Spanish invaders introduced wheat, beans, horses, and Catholicism in the 16th century and today San Pedro’s inhabitants survive on tourism.

Sprawled across 17 hectares of the Ayllu de Larache plain, once home to an Atacameño community, Explora Atacama’s open-plan eco-lodge overlooks the Licancabúr Volcano that emits occasional puffs of contemplative steam. Locals in masks and costumes perform traditional death dances in the quincho (boma) and sleek horses are available for outrides. You’ll be tempted to chill at one of their four pools with brief forays into the steam room and sauna, but a monsoon shower in your room after sandboarding down curvaceous, hot-tempered dunes is equally rewarding.
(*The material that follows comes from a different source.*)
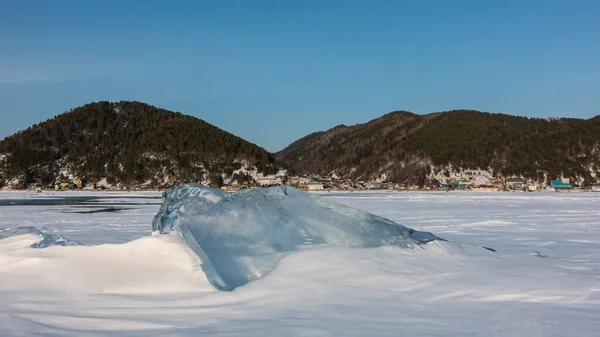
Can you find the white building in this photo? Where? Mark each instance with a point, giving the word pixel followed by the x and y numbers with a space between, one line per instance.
pixel 315 187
At the Ahlarkapin Observatory, astronomer guides use laser pointers to walk visitors through the pristine night sky. Marvel at the Milky Way through a powerful telescope that also reveals the glittering red, blue, and white stars of the Jewel Box, Saturn’s ring, and three of its 60 moons. Thrilling!

All that’s left of the ancient city of Tulor, perfectly preserved beneath the sands of time.

Tulor

Over the centuries, windblown sand covered and protected the walls and circular dwellings of the 2800-year-old village of Tulor. An Explora guide ‒ all excursions are included for guests ‒ explained how the volcano-worshipping inhabitants ritually buried their dead in the middle of each hut. Here, huge earthenware jars dug into the ground perfectly preserved the bodies. Atacaman mummies not only pre-dated their Egyptian counterparts by more than 2000 years but were also found to be in much better condition due to the hyper-arid atmosphere of the world’s driest wilderness.

The Salar de Atacama

About 30 miles south of San Pedro, volcanoes circle the salt flats of the Salar de Atacama, a 280 square mile basin that quivers with life. Lizards laze on the fossilised rocks as water birds ‒ among them, the Andean avocet and three flamingo species ‒ thrive on little pink shrimps wriggling in the brine.
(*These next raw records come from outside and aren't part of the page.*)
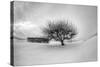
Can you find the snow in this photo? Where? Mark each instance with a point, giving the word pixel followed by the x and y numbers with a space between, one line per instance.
pixel 26 53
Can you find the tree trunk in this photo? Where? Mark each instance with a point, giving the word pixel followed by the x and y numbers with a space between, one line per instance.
pixel 62 42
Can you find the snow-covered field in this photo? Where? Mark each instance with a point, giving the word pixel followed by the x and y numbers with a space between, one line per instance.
pixel 27 53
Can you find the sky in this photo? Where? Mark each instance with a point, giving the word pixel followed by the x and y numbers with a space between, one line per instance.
pixel 31 17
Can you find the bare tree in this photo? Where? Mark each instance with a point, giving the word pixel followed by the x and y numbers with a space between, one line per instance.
pixel 60 30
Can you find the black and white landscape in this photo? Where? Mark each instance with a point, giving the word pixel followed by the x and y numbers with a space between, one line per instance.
pixel 49 33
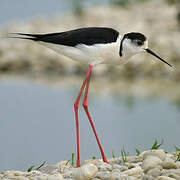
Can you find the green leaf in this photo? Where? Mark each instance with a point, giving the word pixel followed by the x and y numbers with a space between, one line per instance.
pixel 31 168
pixel 178 157
pixel 67 163
pixel 156 145
pixel 138 152
pixel 40 166
pixel 72 163
pixel 113 155
pixel 177 149
pixel 93 157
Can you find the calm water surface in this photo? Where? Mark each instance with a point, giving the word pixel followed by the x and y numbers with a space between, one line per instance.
pixel 37 124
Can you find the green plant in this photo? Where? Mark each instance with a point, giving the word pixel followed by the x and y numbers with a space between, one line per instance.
pixel 156 145
pixel 93 157
pixel 113 155
pixel 138 152
pixel 72 162
pixel 32 167
pixel 178 157
pixel 172 1
pixel 67 163
pixel 176 148
pixel 124 155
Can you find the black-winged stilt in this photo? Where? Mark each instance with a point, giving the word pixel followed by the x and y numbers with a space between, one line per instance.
pixel 93 45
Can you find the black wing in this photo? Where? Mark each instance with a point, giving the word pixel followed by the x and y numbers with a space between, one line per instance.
pixel 87 36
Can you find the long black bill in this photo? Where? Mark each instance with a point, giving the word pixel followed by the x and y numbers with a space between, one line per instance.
pixel 152 53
An Andean Avocet in the salt pan

Protect your feet with flip-flops or rubber shoes to enjoy a dip in the turquoise waters of the Sejar Lagoon, as spiky salt crystals encrust the shoreline and lagoon bed. You’ll be as buoyant as a wine cork even if you do emerge from the water feeling like a salted cod!

One of the geysers at El Tatio.

El Tatio

Reserve another morning to watch the sunrise through several hundred swaying plumes of spectral steam at the geyser fields in El Tatio. They lie 12, 900 feet above sea level at the base of the Andes, a two-hour bumpy bus ride from San Pedro.

The rabbity rodent found only in the Atacama region

En route large cacti stand sentry as alpacas, vicuñas, llamas and vizcacha ‒rabbit-like rodents ‒ feed on tufts of bristly wild grass.

Drink in the snow-streaked peaks from your car window. You can walk around on the roof of the world in the nearby Andean meadows.

The three Marias at lunar valley

Valley of the Moon

Sodium chloride leached from the former salt lake created The Moon Valley’s otherworldly landscape of lunar-like craters, crumpled canyons and wind-swept pillars, the most iconic being the Tres Marías (Three Marys.). Gypsum crystals glitter red in the sunset, arguably the best time to visit. Nearby, the Cuevas de Sal Cañon, salt caves that resemble cascading stone waterfalls, are worth a look. Explorations involve a tight squeeze in some dark places so if you’re claustrophobic, you might prefer to bargain for exquisite llama wool scarves and colourful canvas bags at the village market instead.

Just 4km west of San Pedro, Death Valley’s unforgiving ridges and cracked earth ensures that nothing survives in its flinty surrounds. If the heat doesn’t defeat you, hire a bicycle and ride around the area, or you can succumb to that Pisco Sour craving that sings like a Siren from every bar.